1. Initialize $\boldsymbol{\theta}_0$ randomly
2. $\boldsymbol{\theta}_{target} \leftarrow \boldsymbol{\theta}_0$  // Initialize target parameters
3. Initialize replay buffer $\mathcal{R}$ with capacity $B$
4. $n \leftarrow 0$  // Single iteration counter
5. **while** training:
    1. Observe current state $s$
    2. Select action $a$ using policy derived from $q(s,\cdot;\boldsymbol{\theta}_n)$ (e.g., ε-greedy)
    3. Execute $a$, observe reward $r$ and next state $s'$
    4. Store $(s,a,r,s')$ in $\mathcal{R}$, replacing oldest if full
    5. $\mathcal{D}_n \leftarrow \emptyset$  // Regression dataset
    6. Sample mini-batch of $b$ transitions $(s_i,a_i,r_i,s_i')$ from $\mathcal{R}$
    7. For each sampled $(s_i,a_i,r_i,s_i')$:
        1. $y_i \leftarrow r_i + \gamma \max_{a' \in A} q(s_i',a'; \boldsymbol{\theta}_{target})$
        2. $\mathcal{D}_n \leftarrow \mathcal{D}_n \cup \{((s_i,a_i), y_i)\}$
    8. If $n \bmod K = 0$:  // Periodic soft reset
        1. Sample $\boldsymbol{\phi} \sim$ initializer  // Fresh random parameters
        2. $\boldsymbol{\theta}_{n+1} \leftarrow \beta\boldsymbol{\theta}_n + (1-\beta)\boldsymbol{\phi}$
    9. Else:
        1. $\boldsymbol{\theta}_{n+1} \leftarrow \boldsymbol{\theta}_n - \alpha \nabla_{\boldsymbol{\theta}} \mathcal{L}(\boldsymbol{\theta}_n; \mathcal{D}_n)$
    10. If $n \bmod K = 0$:  // Every K steps
        1. $\boldsymbol{\theta}_{target} \leftarrow \boldsymbol{\theta}_n$  // Update target parameters
    11. $n \leftarrow n + 1$
6. **return** $\boldsymbol{\theta}_n$

The interpolation coefficient $\beta$ controls how much of the learned parameters we retain, with $\beta = 0$ recovering the hard reset case and $\beta = 1$ corresponding to no reset at all.
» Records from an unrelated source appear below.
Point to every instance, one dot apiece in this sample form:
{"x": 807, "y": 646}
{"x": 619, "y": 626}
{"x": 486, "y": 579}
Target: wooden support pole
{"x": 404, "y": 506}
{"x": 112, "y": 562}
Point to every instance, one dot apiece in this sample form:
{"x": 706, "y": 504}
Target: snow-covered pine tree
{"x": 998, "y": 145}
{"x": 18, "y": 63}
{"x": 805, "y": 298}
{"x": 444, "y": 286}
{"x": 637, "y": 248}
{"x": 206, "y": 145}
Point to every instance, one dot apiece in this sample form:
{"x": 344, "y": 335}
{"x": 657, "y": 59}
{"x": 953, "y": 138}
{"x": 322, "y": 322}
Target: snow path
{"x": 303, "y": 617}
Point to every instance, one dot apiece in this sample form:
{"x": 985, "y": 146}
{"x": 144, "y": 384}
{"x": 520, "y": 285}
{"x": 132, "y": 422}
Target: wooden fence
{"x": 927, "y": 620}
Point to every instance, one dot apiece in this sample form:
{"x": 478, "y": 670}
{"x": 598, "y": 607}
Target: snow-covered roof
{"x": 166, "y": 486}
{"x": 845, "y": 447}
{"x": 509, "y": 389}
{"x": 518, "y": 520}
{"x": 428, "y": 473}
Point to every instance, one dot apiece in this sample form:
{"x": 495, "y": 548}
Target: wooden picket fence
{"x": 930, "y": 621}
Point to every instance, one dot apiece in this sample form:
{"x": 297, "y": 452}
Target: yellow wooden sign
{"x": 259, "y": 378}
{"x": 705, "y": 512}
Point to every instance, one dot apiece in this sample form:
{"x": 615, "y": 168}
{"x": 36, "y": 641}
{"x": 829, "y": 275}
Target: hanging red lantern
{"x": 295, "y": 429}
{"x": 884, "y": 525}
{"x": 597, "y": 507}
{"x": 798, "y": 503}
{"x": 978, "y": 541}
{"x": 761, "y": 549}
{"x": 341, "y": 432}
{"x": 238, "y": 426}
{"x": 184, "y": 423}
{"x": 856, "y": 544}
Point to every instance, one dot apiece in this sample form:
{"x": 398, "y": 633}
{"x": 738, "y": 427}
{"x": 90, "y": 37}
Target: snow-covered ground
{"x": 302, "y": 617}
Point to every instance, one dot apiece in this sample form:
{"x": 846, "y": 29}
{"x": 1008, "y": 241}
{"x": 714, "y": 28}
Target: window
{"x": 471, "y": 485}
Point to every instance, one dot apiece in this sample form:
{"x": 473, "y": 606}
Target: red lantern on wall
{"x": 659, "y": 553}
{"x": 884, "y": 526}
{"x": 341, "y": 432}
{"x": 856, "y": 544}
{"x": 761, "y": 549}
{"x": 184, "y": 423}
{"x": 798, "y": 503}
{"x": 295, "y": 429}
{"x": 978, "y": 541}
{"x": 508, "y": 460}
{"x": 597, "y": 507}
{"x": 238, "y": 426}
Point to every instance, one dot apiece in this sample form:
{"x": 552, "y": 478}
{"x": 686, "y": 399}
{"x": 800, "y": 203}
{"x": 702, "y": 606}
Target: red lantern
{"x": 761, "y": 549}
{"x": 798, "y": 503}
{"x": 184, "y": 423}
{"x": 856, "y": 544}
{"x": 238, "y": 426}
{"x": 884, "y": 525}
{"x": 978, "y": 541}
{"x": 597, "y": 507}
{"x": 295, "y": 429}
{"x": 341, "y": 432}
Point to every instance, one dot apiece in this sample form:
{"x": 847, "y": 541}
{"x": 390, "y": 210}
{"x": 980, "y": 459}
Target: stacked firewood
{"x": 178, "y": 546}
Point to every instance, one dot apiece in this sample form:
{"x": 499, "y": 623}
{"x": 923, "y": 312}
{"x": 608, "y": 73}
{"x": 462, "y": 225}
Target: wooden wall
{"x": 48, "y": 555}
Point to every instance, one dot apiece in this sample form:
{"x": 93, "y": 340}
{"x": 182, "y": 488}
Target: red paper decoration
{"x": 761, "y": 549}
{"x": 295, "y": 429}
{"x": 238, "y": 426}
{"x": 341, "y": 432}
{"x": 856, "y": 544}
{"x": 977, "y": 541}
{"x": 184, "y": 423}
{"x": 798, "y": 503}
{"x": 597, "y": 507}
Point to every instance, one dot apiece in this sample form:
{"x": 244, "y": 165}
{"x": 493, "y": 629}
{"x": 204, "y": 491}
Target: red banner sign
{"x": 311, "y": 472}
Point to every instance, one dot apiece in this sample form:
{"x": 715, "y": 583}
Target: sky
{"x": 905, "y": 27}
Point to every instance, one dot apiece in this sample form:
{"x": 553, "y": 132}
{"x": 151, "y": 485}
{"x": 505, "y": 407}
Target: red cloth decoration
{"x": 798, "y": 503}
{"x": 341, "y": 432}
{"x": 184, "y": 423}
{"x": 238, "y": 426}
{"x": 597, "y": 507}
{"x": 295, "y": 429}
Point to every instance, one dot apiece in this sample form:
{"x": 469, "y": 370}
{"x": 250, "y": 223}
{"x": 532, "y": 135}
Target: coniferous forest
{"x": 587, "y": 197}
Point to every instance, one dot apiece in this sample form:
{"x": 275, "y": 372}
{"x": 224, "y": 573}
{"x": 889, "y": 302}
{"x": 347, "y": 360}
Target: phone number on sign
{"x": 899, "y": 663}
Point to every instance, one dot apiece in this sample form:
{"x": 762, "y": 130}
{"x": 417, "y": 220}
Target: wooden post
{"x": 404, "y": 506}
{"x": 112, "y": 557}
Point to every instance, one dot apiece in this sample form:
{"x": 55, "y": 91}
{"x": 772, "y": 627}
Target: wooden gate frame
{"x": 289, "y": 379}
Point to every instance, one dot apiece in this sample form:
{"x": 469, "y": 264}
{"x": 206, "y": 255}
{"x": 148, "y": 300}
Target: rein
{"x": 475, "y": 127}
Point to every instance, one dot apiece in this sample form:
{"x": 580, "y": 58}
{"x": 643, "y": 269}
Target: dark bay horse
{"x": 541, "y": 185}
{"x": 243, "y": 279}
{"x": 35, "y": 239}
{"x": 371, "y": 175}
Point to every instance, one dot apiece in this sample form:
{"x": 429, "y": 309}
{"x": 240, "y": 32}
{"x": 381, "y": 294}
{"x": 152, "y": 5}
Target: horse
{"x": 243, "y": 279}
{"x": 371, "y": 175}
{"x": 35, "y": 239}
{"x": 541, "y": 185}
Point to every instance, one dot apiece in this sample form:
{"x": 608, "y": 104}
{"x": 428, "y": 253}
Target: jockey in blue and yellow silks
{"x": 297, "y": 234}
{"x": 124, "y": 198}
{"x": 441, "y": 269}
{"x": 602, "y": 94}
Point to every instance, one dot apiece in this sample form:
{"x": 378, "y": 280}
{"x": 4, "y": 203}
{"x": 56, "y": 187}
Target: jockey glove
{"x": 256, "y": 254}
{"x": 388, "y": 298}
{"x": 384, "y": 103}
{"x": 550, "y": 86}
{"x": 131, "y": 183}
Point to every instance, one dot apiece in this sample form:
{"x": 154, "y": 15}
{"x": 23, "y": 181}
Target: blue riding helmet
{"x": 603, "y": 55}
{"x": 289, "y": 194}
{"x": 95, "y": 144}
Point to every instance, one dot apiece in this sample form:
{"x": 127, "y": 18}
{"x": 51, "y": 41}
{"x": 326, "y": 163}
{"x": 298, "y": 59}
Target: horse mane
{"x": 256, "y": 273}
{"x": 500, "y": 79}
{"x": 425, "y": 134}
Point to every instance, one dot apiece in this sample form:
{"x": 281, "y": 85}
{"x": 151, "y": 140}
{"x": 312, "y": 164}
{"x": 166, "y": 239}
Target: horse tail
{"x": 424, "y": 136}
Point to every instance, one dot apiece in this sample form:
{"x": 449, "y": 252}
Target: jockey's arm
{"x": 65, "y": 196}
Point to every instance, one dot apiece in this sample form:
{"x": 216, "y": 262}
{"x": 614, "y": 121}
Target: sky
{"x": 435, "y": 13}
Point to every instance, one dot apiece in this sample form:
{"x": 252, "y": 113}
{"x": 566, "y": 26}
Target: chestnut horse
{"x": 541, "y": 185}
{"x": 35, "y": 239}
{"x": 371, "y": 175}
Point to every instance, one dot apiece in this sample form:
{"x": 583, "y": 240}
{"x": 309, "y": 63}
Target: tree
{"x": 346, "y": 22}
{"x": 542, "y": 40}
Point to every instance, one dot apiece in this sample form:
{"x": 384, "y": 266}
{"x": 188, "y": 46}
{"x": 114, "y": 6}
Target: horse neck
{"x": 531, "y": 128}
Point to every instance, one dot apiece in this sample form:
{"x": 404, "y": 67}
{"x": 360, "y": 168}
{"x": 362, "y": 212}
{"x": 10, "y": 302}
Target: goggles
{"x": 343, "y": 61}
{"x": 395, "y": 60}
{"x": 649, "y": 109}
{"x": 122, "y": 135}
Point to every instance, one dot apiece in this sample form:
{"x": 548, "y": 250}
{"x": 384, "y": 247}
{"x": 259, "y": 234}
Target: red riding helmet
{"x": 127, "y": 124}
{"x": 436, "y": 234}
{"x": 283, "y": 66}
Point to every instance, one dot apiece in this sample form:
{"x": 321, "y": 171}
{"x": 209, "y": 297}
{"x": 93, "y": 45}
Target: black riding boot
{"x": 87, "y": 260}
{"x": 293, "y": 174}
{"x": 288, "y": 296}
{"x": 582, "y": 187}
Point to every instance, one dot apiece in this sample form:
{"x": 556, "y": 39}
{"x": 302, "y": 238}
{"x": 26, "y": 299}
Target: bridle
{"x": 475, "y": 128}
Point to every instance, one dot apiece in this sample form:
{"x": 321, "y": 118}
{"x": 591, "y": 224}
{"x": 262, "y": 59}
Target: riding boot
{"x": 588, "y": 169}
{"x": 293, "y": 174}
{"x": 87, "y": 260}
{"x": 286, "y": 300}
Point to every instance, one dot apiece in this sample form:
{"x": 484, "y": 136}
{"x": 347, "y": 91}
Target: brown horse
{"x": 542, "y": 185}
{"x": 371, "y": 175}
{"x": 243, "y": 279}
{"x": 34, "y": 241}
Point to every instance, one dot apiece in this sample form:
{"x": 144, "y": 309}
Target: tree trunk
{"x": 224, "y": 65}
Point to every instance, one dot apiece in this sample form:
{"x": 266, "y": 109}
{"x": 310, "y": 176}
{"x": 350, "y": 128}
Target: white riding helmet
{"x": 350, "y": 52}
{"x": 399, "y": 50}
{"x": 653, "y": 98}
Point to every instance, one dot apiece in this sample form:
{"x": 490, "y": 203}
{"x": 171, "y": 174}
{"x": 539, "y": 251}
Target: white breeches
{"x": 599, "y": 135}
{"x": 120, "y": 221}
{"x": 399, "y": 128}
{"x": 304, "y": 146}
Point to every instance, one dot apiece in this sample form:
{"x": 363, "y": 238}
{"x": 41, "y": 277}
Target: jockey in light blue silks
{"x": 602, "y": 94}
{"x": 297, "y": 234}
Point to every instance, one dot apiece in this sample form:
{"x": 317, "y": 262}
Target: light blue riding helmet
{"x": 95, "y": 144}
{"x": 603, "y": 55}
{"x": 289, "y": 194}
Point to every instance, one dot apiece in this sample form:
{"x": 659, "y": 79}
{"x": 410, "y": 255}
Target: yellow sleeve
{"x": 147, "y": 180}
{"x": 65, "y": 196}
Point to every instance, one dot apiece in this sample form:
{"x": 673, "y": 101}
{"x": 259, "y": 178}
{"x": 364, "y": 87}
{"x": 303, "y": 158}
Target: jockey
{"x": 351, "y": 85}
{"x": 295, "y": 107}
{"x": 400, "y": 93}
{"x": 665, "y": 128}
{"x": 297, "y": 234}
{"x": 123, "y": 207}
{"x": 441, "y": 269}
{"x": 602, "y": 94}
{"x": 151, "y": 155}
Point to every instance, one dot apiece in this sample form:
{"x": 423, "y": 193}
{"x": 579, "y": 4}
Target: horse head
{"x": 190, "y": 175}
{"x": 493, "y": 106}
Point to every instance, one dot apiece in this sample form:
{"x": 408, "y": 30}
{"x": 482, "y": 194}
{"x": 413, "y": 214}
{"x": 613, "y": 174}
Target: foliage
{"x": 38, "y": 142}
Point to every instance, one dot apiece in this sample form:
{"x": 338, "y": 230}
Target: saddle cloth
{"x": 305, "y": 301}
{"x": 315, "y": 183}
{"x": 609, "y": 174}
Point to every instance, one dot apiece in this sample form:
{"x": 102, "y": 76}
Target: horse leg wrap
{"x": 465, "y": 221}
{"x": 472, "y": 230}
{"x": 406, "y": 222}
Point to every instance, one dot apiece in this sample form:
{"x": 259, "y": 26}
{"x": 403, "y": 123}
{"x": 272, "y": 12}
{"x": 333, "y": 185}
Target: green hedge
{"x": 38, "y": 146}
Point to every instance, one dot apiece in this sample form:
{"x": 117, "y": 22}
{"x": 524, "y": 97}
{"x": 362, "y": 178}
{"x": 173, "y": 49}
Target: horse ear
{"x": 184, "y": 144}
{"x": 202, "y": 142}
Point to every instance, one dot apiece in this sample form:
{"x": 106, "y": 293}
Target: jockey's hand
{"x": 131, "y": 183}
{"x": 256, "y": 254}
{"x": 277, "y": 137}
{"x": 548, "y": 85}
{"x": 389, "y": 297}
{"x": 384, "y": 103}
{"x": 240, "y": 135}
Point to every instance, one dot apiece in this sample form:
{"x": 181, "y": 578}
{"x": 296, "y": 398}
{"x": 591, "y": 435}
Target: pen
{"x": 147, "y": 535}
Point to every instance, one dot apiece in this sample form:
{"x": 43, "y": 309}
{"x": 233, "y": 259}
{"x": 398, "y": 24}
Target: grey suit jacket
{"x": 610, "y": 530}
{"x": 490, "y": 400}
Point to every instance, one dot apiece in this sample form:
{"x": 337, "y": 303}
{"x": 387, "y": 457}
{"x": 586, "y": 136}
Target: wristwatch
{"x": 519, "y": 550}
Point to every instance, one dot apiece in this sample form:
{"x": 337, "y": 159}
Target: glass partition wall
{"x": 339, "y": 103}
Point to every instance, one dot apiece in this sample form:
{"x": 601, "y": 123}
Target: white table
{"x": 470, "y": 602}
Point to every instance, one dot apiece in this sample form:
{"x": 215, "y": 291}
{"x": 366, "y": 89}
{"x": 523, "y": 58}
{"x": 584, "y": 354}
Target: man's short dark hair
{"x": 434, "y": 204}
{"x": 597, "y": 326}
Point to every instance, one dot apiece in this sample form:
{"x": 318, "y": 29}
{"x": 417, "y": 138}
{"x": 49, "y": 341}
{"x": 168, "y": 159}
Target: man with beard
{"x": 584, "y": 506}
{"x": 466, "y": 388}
This provides a more flexible approach to restoring learning capability while potentially preserving useful features that have been learned. Like hard resets, this softer variant still enables high update ratios by preventing the degradation of learning capability, but does so in a more gradual way.